Last night she decided she no longer wanted to fight the uphill battles she had been faced with recently. A part of her lost faith in herself and in the people she believed in. Merona was heart-broken. She enjoyed fishing and would spend days at a time in Vana'diel at Port San d'Oria, pulling up moat carp, laughing to herself or with the people around her; all-in-all trying to enjoy the Elvaan way of life.

But Merona lost her confidence. Something inside her realized she has working toward an end not of passion or variety, but monotony and a state of ennui. Merona wanted desperately to overcome the numbers set forth by the world at large. She proposed to herself that she would break outward, humbly, and become a true Knight. A fallacy of the heart.

It took only a short time, a matter of days in Vana'diel, for Merona to come to grips with her own form. She would sit in her Mog House and think for hours at a time about the happiness new adventurers felt, the adrenaline rush that captivates their soul at the strike of the iron, and the elation at high-tide they felt in Port San d'Oria. Somehow, it all fit together and it made perfect, irrational sense. She liked to watch the newbies from her window at night before bed, wondering, attempting to remember what it was like in the simpler days.

Transcendance was not an option. Humility was, to her, the epitome of true Knighthood. No longer would she swing the sword. No longer would she need to heed the call of the Paladin, nor the Oath of the White Mage. But deep down inside the thought of losing the only ways she knew, simply giving them up, was frightening. Deep down Merona was depressed.

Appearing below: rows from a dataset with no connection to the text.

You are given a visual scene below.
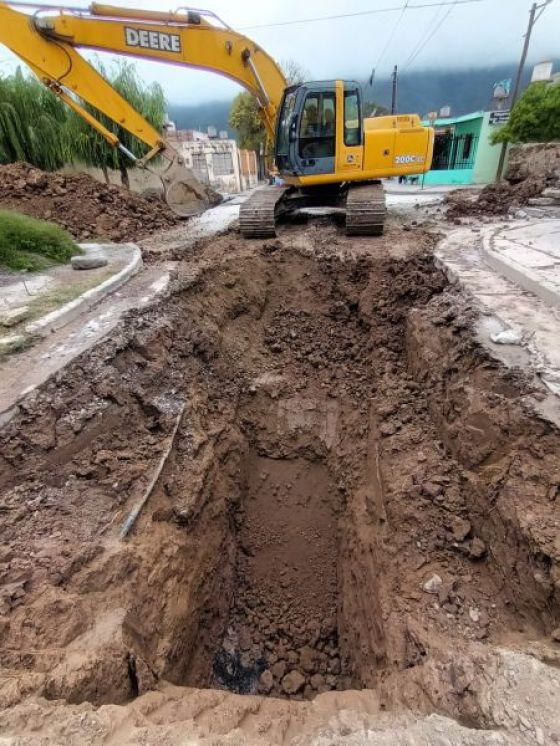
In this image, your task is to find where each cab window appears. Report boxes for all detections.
[276,91,296,155]
[299,91,336,158]
[344,90,362,147]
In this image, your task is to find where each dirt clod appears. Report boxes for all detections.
[0,163,179,241]
[0,218,560,746]
[446,178,546,222]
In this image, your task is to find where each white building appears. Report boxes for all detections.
[168,130,258,194]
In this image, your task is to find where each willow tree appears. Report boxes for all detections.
[0,68,71,171]
[68,61,166,188]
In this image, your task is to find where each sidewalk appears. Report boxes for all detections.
[435,215,560,416]
[483,220,560,307]
[0,200,239,424]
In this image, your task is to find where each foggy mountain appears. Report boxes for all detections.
[168,63,558,136]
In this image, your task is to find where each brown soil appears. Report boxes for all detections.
[0,215,560,744]
[446,178,546,220]
[0,163,179,241]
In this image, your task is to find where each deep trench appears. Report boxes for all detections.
[2,228,560,710]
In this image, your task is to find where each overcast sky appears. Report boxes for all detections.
[0,0,560,104]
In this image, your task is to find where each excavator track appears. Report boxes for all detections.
[346,182,387,236]
[239,186,289,238]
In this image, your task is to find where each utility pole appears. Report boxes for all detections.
[496,0,552,183]
[391,65,398,114]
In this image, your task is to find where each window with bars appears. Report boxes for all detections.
[212,152,234,176]
[192,153,208,182]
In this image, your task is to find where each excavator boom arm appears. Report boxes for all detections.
[0,2,286,158]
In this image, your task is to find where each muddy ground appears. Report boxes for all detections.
[0,214,560,744]
[0,163,180,241]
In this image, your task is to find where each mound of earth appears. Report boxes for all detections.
[446,178,546,220]
[0,163,180,241]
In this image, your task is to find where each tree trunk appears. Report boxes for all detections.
[119,163,130,189]
[101,163,111,184]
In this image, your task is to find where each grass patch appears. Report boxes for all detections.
[0,210,82,272]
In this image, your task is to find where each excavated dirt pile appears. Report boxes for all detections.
[0,163,179,241]
[445,177,547,220]
[0,225,560,745]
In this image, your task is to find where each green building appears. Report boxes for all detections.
[424,111,507,185]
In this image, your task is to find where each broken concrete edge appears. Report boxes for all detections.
[25,243,143,336]
[434,222,560,427]
[481,221,560,307]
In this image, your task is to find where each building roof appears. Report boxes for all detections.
[422,111,484,127]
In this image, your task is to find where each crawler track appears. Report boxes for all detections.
[239,186,287,238]
[346,182,387,236]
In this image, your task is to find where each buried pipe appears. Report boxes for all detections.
[120,404,185,541]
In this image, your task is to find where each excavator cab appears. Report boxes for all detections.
[275,80,352,177]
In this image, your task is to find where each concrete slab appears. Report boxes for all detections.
[482,220,560,307]
[435,219,560,424]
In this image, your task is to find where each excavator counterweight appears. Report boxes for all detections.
[0,2,434,237]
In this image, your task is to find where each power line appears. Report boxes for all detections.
[238,0,484,31]
[403,2,445,68]
[404,3,457,70]
[374,0,410,69]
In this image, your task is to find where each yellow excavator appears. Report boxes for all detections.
[0,2,434,237]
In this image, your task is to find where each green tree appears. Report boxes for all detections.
[0,68,71,171]
[492,83,560,143]
[364,101,391,117]
[229,60,309,153]
[68,61,166,188]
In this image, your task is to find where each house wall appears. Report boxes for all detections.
[418,168,473,186]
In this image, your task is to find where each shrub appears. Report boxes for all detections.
[492,83,560,143]
[0,210,81,272]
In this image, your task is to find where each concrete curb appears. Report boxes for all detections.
[25,243,143,336]
[481,222,560,307]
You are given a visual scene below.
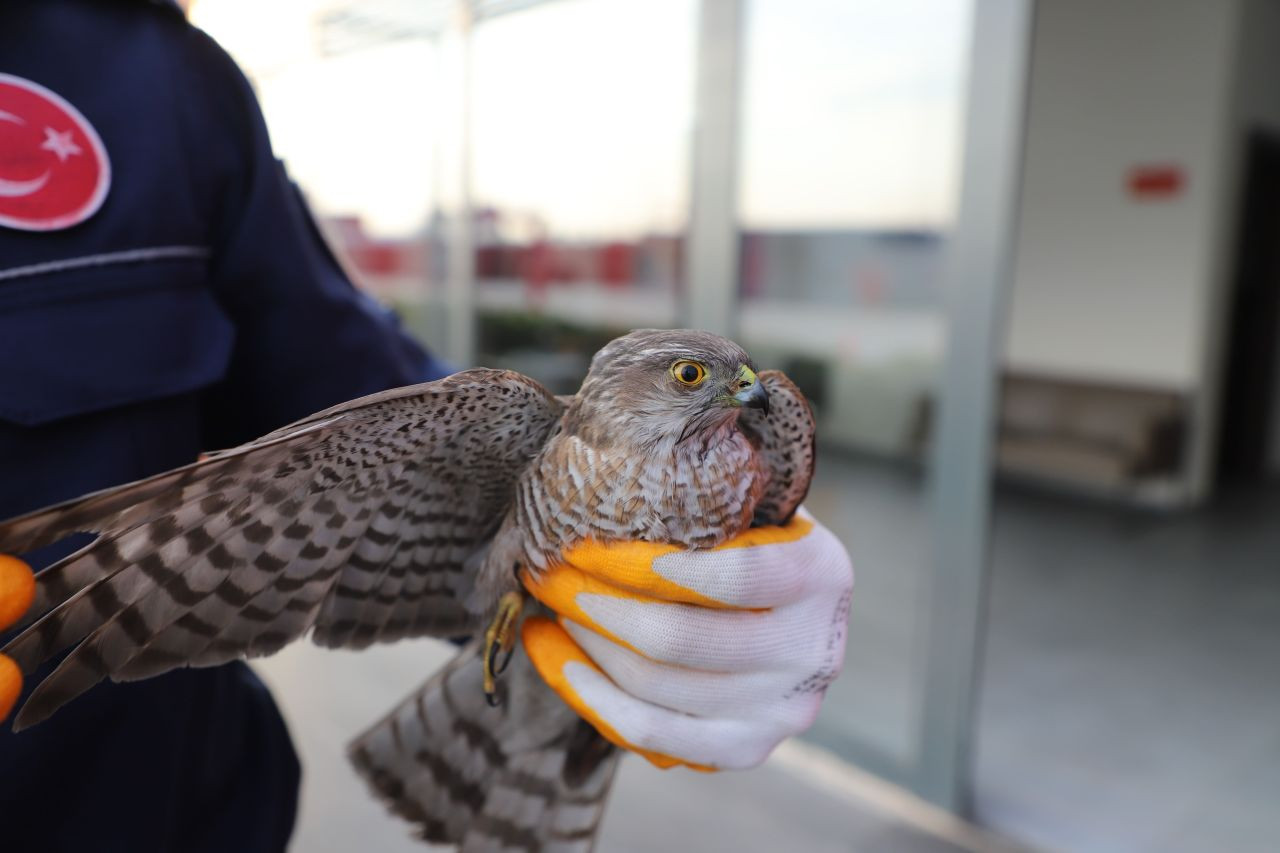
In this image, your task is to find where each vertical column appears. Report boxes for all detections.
[685,0,742,336]
[440,0,476,369]
[915,0,1033,811]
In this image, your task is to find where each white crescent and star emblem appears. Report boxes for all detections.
[0,74,111,231]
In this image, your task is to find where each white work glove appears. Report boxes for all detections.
[522,510,854,770]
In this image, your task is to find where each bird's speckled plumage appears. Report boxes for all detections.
[0,330,814,850]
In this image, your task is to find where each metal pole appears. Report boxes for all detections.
[685,0,742,337]
[916,0,1034,812]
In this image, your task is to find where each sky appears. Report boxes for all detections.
[192,0,972,238]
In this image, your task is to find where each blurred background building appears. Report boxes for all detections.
[193,0,1280,852]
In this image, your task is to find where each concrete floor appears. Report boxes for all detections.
[255,640,1011,853]
[808,455,1280,853]
[977,484,1280,853]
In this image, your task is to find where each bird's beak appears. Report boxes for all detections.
[733,365,769,416]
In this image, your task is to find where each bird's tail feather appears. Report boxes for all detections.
[348,643,618,852]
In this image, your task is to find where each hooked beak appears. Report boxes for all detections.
[733,365,769,416]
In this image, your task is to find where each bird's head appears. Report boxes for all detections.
[566,329,769,446]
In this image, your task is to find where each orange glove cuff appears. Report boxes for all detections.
[0,555,36,720]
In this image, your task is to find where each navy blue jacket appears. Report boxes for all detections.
[0,0,444,853]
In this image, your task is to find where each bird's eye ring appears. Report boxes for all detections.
[671,360,707,386]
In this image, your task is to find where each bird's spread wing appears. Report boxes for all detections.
[737,370,817,525]
[0,370,563,727]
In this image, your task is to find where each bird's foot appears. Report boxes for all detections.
[484,592,525,707]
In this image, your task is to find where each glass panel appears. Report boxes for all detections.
[740,0,972,777]
[471,0,695,392]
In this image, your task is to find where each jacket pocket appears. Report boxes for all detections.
[0,251,236,427]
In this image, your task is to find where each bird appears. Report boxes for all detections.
[0,329,815,850]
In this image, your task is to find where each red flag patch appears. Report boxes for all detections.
[0,74,111,231]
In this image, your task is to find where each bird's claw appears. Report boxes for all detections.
[484,592,525,707]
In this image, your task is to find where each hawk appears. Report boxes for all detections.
[0,329,814,850]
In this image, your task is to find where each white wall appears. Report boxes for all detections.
[1006,0,1239,496]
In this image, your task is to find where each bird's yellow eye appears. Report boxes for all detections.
[671,361,707,386]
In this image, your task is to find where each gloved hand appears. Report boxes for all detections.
[0,555,36,720]
[522,510,854,770]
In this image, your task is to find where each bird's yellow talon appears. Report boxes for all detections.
[484,592,525,706]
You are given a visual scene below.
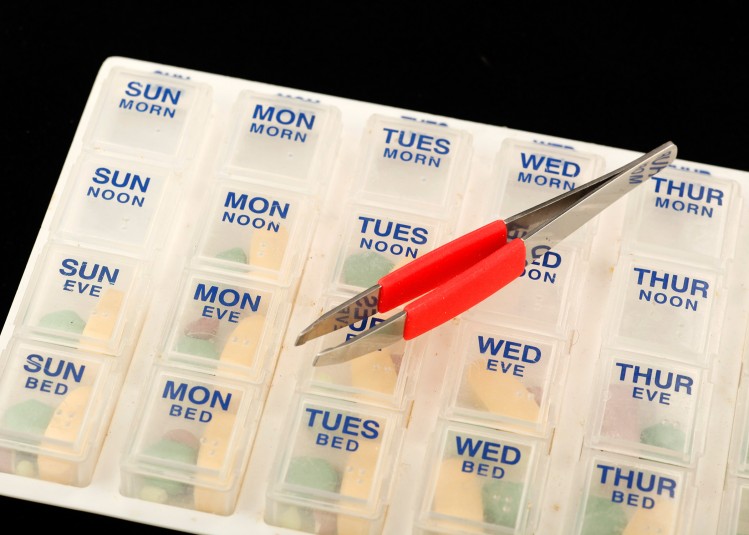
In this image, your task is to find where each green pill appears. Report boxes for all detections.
[39,310,86,334]
[2,399,55,435]
[343,251,395,288]
[140,438,198,503]
[286,457,341,492]
[640,422,686,451]
[481,479,523,527]
[580,496,627,535]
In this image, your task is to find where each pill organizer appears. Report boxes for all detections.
[0,57,749,535]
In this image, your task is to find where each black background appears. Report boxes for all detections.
[0,5,749,533]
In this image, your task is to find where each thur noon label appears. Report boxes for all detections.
[611,257,722,363]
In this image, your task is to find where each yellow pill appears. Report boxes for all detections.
[193,413,236,515]
[37,386,91,485]
[468,360,538,422]
[338,441,380,535]
[219,314,265,366]
[83,289,124,340]
[622,500,676,535]
[351,348,398,394]
[432,457,484,522]
[250,227,289,271]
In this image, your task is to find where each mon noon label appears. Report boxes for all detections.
[221,191,291,232]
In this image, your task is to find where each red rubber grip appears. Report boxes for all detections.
[377,220,507,312]
[403,238,525,340]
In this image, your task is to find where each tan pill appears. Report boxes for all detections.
[622,501,676,535]
[83,289,124,340]
[193,413,236,515]
[351,348,398,394]
[37,386,91,485]
[220,314,265,366]
[338,441,380,535]
[432,457,484,522]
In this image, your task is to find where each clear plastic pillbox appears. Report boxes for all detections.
[0,57,749,535]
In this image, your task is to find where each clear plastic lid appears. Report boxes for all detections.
[300,294,423,408]
[570,452,690,535]
[444,320,564,434]
[222,90,341,193]
[591,350,710,465]
[416,421,545,534]
[19,243,147,355]
[605,256,724,364]
[487,138,605,251]
[333,204,444,293]
[353,114,473,218]
[84,67,212,165]
[0,339,115,487]
[52,154,177,253]
[191,179,314,283]
[164,271,287,382]
[265,394,403,533]
[120,367,261,515]
[623,167,741,267]
[464,243,581,336]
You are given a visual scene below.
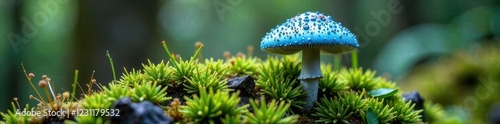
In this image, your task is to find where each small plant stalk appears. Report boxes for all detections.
[333,55,342,71]
[71,70,78,101]
[106,50,116,83]
[351,50,358,68]
[298,49,323,113]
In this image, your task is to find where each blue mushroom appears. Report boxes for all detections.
[260,12,359,112]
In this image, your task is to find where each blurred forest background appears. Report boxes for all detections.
[0,0,500,122]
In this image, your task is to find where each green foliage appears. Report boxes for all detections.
[318,64,349,96]
[340,68,382,91]
[142,59,171,85]
[339,91,366,114]
[228,56,260,76]
[246,99,299,124]
[173,59,198,87]
[312,97,353,124]
[184,68,229,93]
[389,99,422,123]
[221,114,243,124]
[256,55,306,112]
[81,92,113,109]
[131,81,172,104]
[361,98,396,124]
[102,83,131,103]
[368,88,398,98]
[119,68,146,86]
[257,75,306,109]
[181,87,248,124]
[203,58,229,76]
[0,102,29,124]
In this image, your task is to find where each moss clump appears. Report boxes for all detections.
[0,43,452,124]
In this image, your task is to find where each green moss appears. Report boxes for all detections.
[0,42,452,124]
[246,99,299,124]
[180,87,247,124]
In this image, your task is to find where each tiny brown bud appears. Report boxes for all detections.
[247,45,253,52]
[38,80,47,88]
[236,52,245,57]
[63,91,70,98]
[229,59,234,65]
[28,73,35,78]
[194,41,203,48]
[222,51,231,58]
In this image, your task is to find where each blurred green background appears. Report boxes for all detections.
[0,0,500,121]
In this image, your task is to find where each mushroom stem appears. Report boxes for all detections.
[298,49,323,113]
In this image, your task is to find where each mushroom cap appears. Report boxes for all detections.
[260,12,359,55]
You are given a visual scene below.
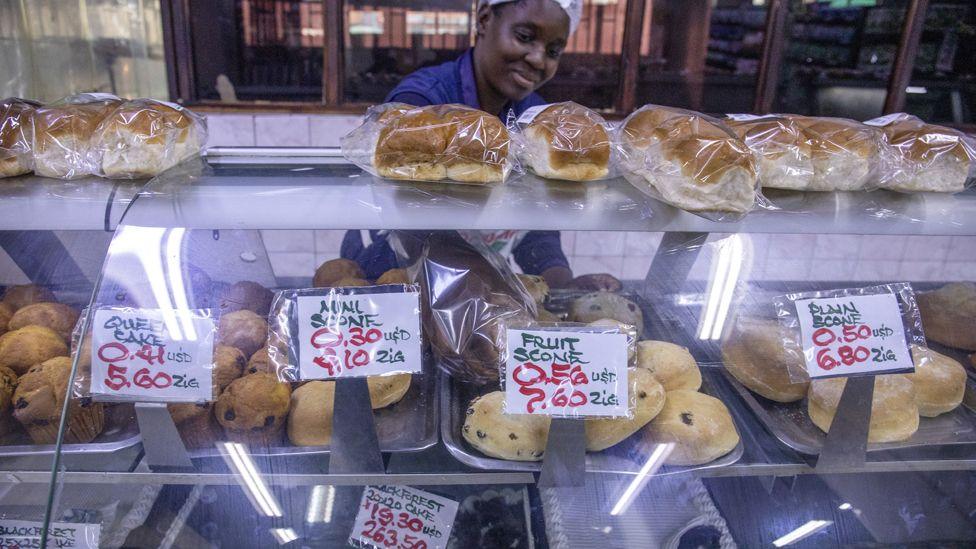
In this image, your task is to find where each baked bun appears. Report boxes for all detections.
[637,340,701,391]
[92,99,206,179]
[644,389,739,465]
[916,282,976,351]
[0,97,37,177]
[621,105,757,214]
[373,105,510,183]
[868,113,976,193]
[723,117,814,191]
[523,102,610,181]
[807,374,918,442]
[722,317,809,402]
[908,345,966,417]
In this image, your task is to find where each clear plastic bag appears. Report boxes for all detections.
[0,97,40,178]
[865,113,976,193]
[616,105,762,221]
[91,99,207,179]
[512,101,614,181]
[32,93,122,179]
[341,103,515,185]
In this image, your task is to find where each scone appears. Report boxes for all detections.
[722,317,809,402]
[217,309,268,357]
[7,303,79,342]
[569,292,644,337]
[214,373,291,446]
[807,374,918,442]
[916,282,976,351]
[312,259,366,288]
[584,368,665,452]
[908,345,966,417]
[637,340,701,391]
[14,356,105,444]
[0,326,68,375]
[644,389,739,465]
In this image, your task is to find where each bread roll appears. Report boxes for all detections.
[722,317,808,402]
[908,345,966,417]
[807,374,918,442]
[868,113,976,193]
[644,389,739,465]
[0,97,37,178]
[637,340,701,391]
[524,102,610,181]
[621,105,757,214]
[916,282,976,351]
[373,105,509,183]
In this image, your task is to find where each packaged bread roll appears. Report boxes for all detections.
[865,113,976,193]
[518,101,610,181]
[0,97,39,177]
[92,99,207,179]
[32,93,122,179]
[342,103,512,184]
[619,105,758,220]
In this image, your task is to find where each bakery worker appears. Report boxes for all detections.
[342,0,620,290]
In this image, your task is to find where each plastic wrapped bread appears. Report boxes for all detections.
[342,103,513,184]
[92,99,207,179]
[517,101,611,181]
[0,97,39,177]
[865,113,976,193]
[32,93,122,179]
[619,105,758,220]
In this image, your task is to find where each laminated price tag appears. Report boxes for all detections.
[297,291,423,379]
[795,293,915,378]
[91,309,215,402]
[0,520,102,549]
[505,329,630,417]
[349,486,458,549]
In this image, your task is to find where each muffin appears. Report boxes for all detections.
[214,372,291,446]
[217,280,274,317]
[166,402,222,448]
[0,326,68,375]
[213,345,247,398]
[217,309,268,358]
[312,259,366,288]
[7,302,79,342]
[13,356,105,444]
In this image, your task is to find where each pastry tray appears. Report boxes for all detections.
[0,404,142,471]
[188,368,438,458]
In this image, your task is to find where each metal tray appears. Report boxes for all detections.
[441,370,744,475]
[188,368,438,458]
[0,404,142,471]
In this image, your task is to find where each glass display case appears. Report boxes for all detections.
[0,149,976,547]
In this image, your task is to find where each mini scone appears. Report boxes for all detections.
[312,259,366,288]
[217,309,268,358]
[644,389,739,465]
[214,372,291,445]
[461,391,550,461]
[807,374,918,442]
[14,356,105,444]
[908,345,966,417]
[0,326,68,375]
[7,302,79,341]
[584,368,665,452]
[637,340,701,391]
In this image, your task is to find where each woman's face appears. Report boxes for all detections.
[475,0,569,101]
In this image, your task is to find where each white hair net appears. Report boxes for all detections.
[479,0,583,34]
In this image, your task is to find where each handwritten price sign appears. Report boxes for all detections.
[349,486,458,549]
[297,291,422,379]
[796,294,915,377]
[91,309,214,402]
[505,329,629,417]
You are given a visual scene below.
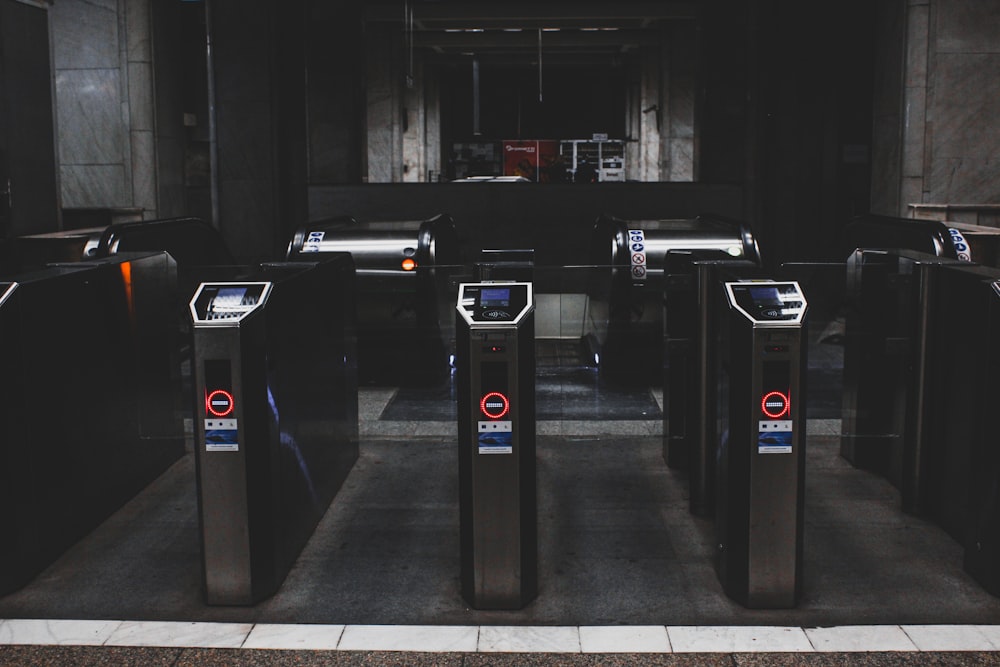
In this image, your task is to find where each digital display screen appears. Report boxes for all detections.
[750,287,781,306]
[479,287,510,308]
[215,287,247,304]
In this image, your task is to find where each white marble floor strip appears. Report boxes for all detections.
[0,619,1000,653]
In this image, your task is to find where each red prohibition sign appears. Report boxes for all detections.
[760,391,792,419]
[205,389,236,417]
[479,391,510,419]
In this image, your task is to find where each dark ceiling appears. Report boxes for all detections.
[365,0,697,65]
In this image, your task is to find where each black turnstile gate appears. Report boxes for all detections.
[0,253,184,594]
[663,250,759,516]
[455,282,538,609]
[716,281,806,608]
[190,254,358,605]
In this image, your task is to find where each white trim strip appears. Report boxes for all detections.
[0,619,1000,653]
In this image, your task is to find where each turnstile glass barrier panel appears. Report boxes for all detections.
[0,253,184,592]
[191,253,358,604]
[840,248,969,490]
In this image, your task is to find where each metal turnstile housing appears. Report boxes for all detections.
[190,253,358,605]
[587,215,760,384]
[716,281,806,608]
[455,282,538,609]
[286,215,460,385]
[0,253,184,594]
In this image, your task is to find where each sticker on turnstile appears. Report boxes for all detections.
[948,227,972,262]
[479,421,514,454]
[302,232,326,252]
[757,419,792,454]
[205,419,240,452]
[628,229,646,280]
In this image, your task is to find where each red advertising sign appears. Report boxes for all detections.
[503,139,560,183]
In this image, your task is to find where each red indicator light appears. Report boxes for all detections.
[760,391,792,419]
[205,389,236,417]
[479,391,510,419]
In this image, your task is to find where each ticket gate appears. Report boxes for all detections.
[0,253,184,594]
[587,215,760,384]
[663,250,760,515]
[916,262,1000,548]
[716,280,807,608]
[190,253,358,605]
[840,249,970,500]
[964,274,1000,596]
[842,213,960,259]
[455,282,538,609]
[286,215,460,384]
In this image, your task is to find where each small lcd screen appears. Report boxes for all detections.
[750,287,781,306]
[479,287,510,308]
[215,287,247,304]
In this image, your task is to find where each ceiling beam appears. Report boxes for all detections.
[365,0,697,29]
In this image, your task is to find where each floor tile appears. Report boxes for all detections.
[0,619,121,646]
[337,625,479,653]
[243,623,344,650]
[805,625,917,653]
[902,625,1000,651]
[667,626,813,653]
[479,625,580,653]
[580,625,670,653]
[107,621,253,648]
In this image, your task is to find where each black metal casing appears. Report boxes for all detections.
[190,253,358,605]
[840,249,970,513]
[663,250,759,516]
[716,281,806,608]
[455,282,538,609]
[0,253,184,593]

She was hopeless to help everyone she wanted to help in her life - she realized she wasn't a god.

Merona became content having nothing.
Nothing.

This morning in Vana'diel, she awoke away from home, in Bastok, knowing she must return to see her homeland once more before she would retire. She dressed as simply as she could, leaving Bastok and arriving in San d'Oria with only the clothes given to her from the moment of conception and tarnished Honor Sword at her side. The city gates welcomed her with a warm smile and greased hinges, just as she had remembered from the first day she had laid her eyes upon the gallant landscape she would come to experience as life over the next few years in Vana'diel.

Today Merona is finally happy. She found her soulmate and he was right underneath her nose all along; Moggie. Those times Merona would lay upon her bed, she would look upon the ceiling and wonder what it was all for - all the pain, anguish, days, supposed hatred, and plundering. Moggie was compassionate, caring, and knew just how to make her laugh when she needed it the most. Sure, there were others like Sister Avarice and Sasarai, but Moggie was untouched, free of the understanding of death. Hands bloodied, he would look upon her blemished skin thoughtfully, perplexed as to where she had been all day, and why she was so badly bruised. Moggie knew how to mend her wounds, and he always gentle and quick about it, unquestioning in his ways as to not stir up possible ill thoughts.

Merona is at rest now. Even right now, she is bringing home a bucket full of fish. Tonight though, she cooks. Moggie is no longer her servant, he is her friend. She cooks for him tonight. Tonight it's her turn to tuck him into bed. There, Merona is happy. Forever happy in the realm of Vana'diel. Maybe at night you'll see her peek out from behind her shy curtain and wave at you. If you look deep inside your heart, even your deepest wishes can come true..


Thank you to everyone who put/stood/waited up for me when Merona was busy getting dressed for a night on the town or before a big fight. Thank you Xerlic for understanding why I left and not coaxing me to stay. Thank you Atheldown for being our LS leader. You did a fine job no matter what myself or others may have ever eluded to. Thank you Avarice for being my twin, my Sister, and for chatting with me about silly things. Thank you to Sasarai who was one of the best players I have ever played with on any game. You were an inspiration and a swell companion. Merona won't forget anyone, she promises.

Goodnight Vana'diel. May your morning sun's horizon bleach the mountains in West Sarutabaruta like a magical dusting and the moon overhead cleanse the spirit in anticipation of a new day. Goodnight Vana'diel. I will miss you forever.